In more recent studies of broadly defined malaria infections, acute malaria among children [25], and multiple recurrent malaria infections have been associated with adverse effects on short-term cognitive performance [26]. Similarly, in recent reviews, among chronic psychiatric effects, the most common and strongest evidence exists for a risk of chronic cognitive impairment following successful malaria treatment [27–30]. Additional retrospective studies have attributed a risk of subclinical depressive and anxiety symptoms [31], as well as altered executive functioning [32], particularly following severe malaria infection.
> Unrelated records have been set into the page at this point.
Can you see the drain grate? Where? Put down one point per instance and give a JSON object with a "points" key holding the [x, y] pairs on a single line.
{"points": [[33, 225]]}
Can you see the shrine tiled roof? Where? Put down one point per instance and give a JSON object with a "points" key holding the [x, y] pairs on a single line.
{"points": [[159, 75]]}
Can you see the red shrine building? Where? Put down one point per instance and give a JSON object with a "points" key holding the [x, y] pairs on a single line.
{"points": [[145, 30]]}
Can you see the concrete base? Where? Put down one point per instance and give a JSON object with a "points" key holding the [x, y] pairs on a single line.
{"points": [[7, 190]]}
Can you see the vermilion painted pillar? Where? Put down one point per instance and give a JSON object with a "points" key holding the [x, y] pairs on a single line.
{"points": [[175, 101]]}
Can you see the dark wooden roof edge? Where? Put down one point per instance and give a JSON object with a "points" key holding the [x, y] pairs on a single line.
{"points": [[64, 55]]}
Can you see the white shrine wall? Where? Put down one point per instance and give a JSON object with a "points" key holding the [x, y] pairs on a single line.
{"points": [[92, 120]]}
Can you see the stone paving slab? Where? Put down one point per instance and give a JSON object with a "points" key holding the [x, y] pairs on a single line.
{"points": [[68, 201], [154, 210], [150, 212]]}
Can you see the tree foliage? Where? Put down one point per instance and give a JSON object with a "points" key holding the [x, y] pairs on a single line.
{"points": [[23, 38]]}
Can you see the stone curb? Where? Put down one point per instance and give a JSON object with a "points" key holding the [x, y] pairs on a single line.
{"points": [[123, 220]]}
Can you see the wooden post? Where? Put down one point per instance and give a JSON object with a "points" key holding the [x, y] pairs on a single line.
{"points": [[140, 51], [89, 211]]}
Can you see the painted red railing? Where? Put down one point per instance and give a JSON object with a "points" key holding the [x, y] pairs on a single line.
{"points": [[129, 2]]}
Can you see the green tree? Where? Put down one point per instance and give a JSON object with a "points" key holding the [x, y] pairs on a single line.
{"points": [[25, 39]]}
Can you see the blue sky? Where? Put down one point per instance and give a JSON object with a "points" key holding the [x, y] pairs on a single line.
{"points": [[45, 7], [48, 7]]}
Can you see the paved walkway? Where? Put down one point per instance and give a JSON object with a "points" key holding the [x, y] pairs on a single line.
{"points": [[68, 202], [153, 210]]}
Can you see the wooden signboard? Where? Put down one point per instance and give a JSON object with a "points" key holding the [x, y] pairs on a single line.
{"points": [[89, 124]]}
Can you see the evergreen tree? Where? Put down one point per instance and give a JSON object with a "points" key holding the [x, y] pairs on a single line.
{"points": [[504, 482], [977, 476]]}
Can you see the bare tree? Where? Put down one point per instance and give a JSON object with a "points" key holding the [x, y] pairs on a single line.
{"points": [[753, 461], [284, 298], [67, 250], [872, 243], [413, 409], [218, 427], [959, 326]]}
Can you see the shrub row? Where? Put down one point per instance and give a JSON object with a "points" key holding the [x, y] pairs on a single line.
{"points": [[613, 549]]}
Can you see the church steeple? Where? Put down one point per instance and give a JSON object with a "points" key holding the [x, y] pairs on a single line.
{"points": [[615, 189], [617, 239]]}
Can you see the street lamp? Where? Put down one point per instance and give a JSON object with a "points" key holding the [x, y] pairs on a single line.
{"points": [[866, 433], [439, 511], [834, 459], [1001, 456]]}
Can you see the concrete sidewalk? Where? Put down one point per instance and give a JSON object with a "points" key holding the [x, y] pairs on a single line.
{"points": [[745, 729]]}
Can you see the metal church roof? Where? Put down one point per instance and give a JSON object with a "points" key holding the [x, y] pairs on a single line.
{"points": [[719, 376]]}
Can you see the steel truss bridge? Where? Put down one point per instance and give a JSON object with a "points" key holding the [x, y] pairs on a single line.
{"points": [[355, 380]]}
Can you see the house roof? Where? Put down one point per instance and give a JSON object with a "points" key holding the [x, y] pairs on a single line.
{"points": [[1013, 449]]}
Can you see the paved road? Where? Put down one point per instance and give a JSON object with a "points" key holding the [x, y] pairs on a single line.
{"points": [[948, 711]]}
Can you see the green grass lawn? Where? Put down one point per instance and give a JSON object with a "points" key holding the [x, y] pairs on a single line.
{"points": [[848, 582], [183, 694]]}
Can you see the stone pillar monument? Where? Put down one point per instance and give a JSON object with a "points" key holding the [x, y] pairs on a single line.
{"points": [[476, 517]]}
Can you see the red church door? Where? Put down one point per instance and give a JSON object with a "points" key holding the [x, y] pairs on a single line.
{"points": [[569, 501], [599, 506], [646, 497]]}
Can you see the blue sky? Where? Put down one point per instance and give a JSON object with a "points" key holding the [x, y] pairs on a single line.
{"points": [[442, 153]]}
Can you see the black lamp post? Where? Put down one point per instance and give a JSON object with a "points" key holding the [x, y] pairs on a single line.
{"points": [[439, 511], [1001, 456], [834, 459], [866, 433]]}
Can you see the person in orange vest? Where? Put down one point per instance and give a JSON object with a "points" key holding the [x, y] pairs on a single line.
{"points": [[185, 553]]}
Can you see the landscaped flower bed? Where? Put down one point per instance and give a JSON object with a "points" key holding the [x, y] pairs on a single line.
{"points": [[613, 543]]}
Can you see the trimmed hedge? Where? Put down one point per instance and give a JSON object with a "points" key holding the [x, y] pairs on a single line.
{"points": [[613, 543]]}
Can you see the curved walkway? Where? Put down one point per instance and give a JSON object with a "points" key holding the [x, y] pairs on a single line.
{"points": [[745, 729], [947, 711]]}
https://malariajournal.biomedcentral.com/articles/10.1186/s12936-016-1391-6
its all a fucking lie.
… always has been.
the whole point of the NSA and FISA , obviously isn’t to “protect” us. they’re there to monitor, gag, and intimidate anyone who knows anything about this and punish them severely for leaking to anybody.
i don’t know what prompts some of these people to “take a knee” and maybe that is all some of them are “allowed” to say.
i don’t stylize myself as a great guy , nor the only person in the world who thinks this is hideous and evil and wants everyone to make it. hopefully there are better people than me who are better situated and can make a difference. we’re only going to get there by airing this fuckery publicly and out loud, arrived at solely through public information NOT from Alex Jones, NOT from 4chan, not from RUSSIA , every fucking last source I have is disclosed or published (well in the current batch anyway i went it alone at first and may republish some of that if i can substantiate it through other sources) by CDC, NIH, and DARPA et al themselves.
If I am a publisher of malinformation and misinformation then so are THEY.